Ever since the untimely death of Ray Liotta four months ago, I've been trying to get hold of Liotta’s 1986 breakout performance in Jonathan Demme’s Something Wild. Three years before he played a ghostly Shoeless Joe Jackson in Field of Dreams, four years before he went to the mattresses as Henry Hill in Goodfellas, Liotta was indelible as a former high school classmate of Melanie Griffith’s Lulu, a man with a hair-trigger temper and a great enjoyment for mayhem. He must have made quite an impression on my fellow movie-lovers. When—after his death at age 67--I started requesting the film from my local library, it took four months for it to end up in my DVD player.
It was worth the wait. After Hours, shot by Demme in 1986, is described online as an “action comedy.” But that designation doesn’t begin to suggest the film’s antic impact. At first it’s indeed very funny, showing a Wall Street financial nerd (Jeff Daniels) who can boast a big and very recent promotion falling under the spell of a gaudily-dressed party girl, played by Melanie Griffith (she of the babyish voice and the body that just won’t quit). This mismatched pair embarks on suburban adventures that feature alcohol, handcuffs, reckless driving, and thrill-seeking of all varieties. But just when we’re thoroughly enjoying their unlikely fling, the tone of the movie starts to shift dramatically. Griffith’s Lulu is not quite the carefree gal she seems to be, nor is Daniels’ uptight yuppie entirely telling the truth about his own placid homelife. And then there’s Liotta, showing up as Ray Sinclair at Lulu’s Pennsylvania high school reunion. Ray is handsome, charismatic, and alarmingly volatile, and when he appears the movie takes a left turn from which there’s no going back.
It was Demme’s goal, at this fairly early point in his directing career, to try to meld screwball comedy and film noir. His bold experiment with a midpoint shift in tone made me, when I first saw the film, slightly queasy. This time around, I enjoyed Demme’s directorial sleight of hand for what it was. The film is a wild ride, and its unpredictable quality—in an era when we can generally figure out what’s coming next on our movie screen—now strikes me as hugely refreshing. I don’t always agree with the late Roger Ebert, but I love his description of Something Wild: “This is one of those rare movies where the plot seems surprised at what the characters do.” Exactly right!
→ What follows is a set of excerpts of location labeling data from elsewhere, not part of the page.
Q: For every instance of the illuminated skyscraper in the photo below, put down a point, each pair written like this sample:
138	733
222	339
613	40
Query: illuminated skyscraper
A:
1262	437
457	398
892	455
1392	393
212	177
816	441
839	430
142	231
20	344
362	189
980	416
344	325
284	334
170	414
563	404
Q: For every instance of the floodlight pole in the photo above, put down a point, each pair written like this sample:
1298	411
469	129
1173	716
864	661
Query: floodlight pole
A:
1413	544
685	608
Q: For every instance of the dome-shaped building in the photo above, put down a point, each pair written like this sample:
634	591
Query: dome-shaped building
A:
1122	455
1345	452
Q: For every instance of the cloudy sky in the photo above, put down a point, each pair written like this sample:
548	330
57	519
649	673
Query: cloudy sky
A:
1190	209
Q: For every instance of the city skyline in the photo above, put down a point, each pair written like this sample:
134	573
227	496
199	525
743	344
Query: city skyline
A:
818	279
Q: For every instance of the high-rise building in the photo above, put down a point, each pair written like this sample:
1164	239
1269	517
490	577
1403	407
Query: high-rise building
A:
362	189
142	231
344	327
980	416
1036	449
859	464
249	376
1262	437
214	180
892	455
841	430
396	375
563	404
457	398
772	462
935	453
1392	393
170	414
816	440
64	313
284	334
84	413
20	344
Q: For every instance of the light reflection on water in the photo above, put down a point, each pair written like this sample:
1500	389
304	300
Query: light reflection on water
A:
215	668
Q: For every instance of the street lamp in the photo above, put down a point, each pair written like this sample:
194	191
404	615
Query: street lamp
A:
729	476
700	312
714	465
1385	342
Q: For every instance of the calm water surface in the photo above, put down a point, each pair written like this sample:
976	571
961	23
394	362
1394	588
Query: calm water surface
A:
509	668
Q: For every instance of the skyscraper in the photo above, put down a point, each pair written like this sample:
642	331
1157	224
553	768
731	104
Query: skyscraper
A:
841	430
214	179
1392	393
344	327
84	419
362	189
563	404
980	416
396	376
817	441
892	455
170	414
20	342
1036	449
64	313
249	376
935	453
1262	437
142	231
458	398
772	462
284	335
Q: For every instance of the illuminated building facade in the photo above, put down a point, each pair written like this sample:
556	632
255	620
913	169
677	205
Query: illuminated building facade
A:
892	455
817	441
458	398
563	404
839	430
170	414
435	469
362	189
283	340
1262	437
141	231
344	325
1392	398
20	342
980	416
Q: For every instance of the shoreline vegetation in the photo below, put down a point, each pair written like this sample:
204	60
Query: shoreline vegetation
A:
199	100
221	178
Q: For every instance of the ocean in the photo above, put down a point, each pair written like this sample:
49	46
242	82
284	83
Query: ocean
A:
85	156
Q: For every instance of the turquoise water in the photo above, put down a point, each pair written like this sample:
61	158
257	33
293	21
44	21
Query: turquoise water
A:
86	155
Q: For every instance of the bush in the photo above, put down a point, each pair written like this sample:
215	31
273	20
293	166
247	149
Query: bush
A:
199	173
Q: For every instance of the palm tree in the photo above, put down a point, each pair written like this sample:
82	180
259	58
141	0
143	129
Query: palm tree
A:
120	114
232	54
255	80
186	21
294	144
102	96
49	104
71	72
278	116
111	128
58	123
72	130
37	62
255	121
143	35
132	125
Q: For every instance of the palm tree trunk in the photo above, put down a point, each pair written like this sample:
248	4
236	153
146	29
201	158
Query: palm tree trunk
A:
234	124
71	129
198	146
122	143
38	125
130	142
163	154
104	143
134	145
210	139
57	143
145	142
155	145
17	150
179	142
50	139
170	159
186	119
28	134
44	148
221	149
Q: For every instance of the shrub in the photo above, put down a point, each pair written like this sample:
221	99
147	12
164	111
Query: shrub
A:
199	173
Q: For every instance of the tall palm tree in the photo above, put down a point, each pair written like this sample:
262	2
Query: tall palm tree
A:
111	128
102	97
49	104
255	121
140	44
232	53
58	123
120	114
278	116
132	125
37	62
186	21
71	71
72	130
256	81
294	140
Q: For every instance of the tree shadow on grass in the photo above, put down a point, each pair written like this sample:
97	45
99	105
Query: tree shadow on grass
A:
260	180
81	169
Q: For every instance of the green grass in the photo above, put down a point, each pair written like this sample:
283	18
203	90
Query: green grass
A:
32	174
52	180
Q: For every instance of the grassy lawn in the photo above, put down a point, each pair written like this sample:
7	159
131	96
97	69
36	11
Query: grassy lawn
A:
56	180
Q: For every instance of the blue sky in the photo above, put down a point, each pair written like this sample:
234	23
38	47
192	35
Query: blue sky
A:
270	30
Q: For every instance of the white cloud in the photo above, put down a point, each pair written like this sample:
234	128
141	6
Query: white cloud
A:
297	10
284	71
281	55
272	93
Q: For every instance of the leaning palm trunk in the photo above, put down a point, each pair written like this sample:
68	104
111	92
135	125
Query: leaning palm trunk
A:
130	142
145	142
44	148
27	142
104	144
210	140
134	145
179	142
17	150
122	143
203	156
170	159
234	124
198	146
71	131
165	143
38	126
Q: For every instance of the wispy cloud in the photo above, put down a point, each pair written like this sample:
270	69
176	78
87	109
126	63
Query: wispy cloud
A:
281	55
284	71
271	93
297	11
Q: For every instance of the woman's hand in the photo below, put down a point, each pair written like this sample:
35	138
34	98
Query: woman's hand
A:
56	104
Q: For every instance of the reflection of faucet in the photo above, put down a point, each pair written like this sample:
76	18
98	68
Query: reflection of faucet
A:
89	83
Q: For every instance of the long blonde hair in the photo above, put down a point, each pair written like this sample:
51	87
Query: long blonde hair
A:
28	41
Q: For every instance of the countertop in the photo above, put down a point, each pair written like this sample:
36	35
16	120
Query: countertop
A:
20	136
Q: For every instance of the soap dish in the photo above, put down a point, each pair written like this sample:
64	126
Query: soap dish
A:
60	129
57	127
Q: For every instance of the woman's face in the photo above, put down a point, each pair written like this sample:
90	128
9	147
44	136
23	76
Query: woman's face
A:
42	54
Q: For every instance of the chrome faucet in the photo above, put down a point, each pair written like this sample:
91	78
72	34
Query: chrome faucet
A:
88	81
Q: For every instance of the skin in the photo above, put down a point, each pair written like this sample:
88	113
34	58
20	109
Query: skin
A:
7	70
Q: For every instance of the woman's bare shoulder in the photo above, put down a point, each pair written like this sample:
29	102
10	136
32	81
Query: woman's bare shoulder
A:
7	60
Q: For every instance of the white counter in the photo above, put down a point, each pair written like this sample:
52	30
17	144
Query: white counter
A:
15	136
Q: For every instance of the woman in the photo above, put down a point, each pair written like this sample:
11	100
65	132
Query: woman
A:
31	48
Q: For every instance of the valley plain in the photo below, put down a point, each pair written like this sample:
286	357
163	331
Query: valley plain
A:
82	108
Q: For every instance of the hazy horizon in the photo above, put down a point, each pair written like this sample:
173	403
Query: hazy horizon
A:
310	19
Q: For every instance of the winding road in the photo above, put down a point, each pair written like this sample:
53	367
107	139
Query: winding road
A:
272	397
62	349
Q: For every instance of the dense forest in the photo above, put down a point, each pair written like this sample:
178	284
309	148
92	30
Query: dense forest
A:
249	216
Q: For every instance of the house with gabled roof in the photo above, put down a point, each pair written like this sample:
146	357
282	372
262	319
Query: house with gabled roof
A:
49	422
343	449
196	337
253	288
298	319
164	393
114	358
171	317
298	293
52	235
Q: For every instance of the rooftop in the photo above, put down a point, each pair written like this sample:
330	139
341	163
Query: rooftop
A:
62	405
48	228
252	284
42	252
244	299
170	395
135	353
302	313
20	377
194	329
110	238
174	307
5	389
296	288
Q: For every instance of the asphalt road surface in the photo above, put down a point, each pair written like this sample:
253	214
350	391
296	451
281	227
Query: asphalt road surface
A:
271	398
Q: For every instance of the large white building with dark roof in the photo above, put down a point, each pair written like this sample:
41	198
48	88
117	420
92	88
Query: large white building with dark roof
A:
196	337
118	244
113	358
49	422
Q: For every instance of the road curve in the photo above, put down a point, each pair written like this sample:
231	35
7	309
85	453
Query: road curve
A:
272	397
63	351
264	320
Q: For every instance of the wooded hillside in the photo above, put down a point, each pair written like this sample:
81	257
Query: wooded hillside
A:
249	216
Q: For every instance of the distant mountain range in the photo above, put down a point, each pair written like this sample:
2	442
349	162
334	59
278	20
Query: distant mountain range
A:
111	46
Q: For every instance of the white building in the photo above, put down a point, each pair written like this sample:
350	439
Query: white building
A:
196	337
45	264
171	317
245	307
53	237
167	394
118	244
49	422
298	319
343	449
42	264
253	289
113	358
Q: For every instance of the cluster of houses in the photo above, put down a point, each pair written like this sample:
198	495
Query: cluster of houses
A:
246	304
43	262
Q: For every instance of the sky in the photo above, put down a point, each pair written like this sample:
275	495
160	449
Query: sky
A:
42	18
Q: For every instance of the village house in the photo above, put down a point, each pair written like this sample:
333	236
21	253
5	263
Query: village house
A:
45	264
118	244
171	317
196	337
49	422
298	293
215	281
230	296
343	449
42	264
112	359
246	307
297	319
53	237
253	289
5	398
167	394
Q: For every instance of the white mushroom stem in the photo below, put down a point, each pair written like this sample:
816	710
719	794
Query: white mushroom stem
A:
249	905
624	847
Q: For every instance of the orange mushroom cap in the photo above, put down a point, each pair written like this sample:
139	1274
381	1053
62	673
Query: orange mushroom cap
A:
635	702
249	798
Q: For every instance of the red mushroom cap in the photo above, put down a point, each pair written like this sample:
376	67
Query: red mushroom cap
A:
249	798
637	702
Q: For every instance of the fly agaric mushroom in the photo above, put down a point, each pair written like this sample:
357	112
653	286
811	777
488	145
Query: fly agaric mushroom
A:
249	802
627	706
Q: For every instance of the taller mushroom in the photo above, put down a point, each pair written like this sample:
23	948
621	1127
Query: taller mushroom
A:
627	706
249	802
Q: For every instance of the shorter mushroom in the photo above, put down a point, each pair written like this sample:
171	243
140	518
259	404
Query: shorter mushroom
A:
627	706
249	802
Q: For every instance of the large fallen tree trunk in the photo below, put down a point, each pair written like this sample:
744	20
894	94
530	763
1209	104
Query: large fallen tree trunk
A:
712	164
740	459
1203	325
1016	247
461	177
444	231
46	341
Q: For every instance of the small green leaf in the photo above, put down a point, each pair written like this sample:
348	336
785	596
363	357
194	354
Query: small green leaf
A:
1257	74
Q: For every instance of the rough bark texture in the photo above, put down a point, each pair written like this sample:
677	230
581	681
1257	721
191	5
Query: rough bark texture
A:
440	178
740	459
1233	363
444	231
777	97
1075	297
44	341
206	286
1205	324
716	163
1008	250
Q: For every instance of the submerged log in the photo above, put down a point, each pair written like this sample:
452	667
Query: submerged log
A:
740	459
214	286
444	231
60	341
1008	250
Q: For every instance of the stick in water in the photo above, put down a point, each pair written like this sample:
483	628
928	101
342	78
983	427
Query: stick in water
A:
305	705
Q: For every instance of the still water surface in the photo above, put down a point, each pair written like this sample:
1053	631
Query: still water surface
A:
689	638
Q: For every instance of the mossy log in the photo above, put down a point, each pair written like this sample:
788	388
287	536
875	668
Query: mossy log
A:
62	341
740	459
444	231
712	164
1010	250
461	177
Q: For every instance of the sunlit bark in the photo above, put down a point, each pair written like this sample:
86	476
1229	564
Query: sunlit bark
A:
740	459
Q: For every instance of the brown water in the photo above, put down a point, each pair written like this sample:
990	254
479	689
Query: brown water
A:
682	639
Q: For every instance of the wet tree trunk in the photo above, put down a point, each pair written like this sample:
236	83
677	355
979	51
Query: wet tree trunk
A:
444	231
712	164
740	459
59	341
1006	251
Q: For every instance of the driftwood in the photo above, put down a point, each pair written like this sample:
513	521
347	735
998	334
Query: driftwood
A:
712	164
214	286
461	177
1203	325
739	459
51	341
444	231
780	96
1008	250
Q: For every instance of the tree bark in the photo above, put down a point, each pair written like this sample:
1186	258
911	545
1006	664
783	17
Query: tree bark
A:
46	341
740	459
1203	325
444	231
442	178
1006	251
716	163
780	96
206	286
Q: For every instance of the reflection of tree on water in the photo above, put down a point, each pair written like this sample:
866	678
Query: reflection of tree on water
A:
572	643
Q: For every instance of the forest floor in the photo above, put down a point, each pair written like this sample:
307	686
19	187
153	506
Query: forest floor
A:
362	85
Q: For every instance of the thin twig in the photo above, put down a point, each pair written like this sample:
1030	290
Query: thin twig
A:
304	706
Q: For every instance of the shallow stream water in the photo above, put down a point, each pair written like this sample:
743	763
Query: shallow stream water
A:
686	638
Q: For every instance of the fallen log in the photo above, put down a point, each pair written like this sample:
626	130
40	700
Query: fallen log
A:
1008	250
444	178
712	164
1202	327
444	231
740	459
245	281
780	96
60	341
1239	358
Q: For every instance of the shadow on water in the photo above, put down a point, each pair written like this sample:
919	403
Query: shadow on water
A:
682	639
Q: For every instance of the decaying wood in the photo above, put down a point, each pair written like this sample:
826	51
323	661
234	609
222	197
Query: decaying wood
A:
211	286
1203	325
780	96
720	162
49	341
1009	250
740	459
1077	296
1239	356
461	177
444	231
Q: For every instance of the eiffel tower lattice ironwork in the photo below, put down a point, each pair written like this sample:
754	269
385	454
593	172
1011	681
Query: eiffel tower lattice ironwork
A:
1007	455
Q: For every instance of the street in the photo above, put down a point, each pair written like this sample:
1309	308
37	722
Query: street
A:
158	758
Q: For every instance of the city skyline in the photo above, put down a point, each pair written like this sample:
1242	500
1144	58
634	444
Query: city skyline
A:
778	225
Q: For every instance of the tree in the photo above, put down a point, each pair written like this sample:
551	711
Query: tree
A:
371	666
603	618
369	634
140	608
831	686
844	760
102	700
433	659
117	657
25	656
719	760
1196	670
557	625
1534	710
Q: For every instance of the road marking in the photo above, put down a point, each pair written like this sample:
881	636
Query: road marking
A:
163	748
One of the most memorable aspects of Something Wild is the role played by Griffith’s costumes and hair stylings. Clothes, in this film, do make the man . . . or, in this case the woman. The sexy vagabond of the early scenes—with her brunette bob and her jangling jewelry—is suddenly transformed, later in the film, into a honey blonde who favors toned-down makeup and prim white frocks. Lulu’s costume changes signify the revelation of the various layers of her complicated psyche. There’s one more major costume shift at the tail-end of the film. It’s a final twist that many critics find arbitrary and not needed, and I think they’re right. But that’s the challenge of a script as eccentric as this one: knowing when to stop.
The film’s score ranges from the classic to contributions by such pop icons as Laurie Anderson and David Byrne. Unsurprisingly, the featured track is “Wild Thing,” performed in various versions. .A hip surprise is the cameo appearances by indie iconoclasts John Waters and John Sayles. They too can be considered something wild.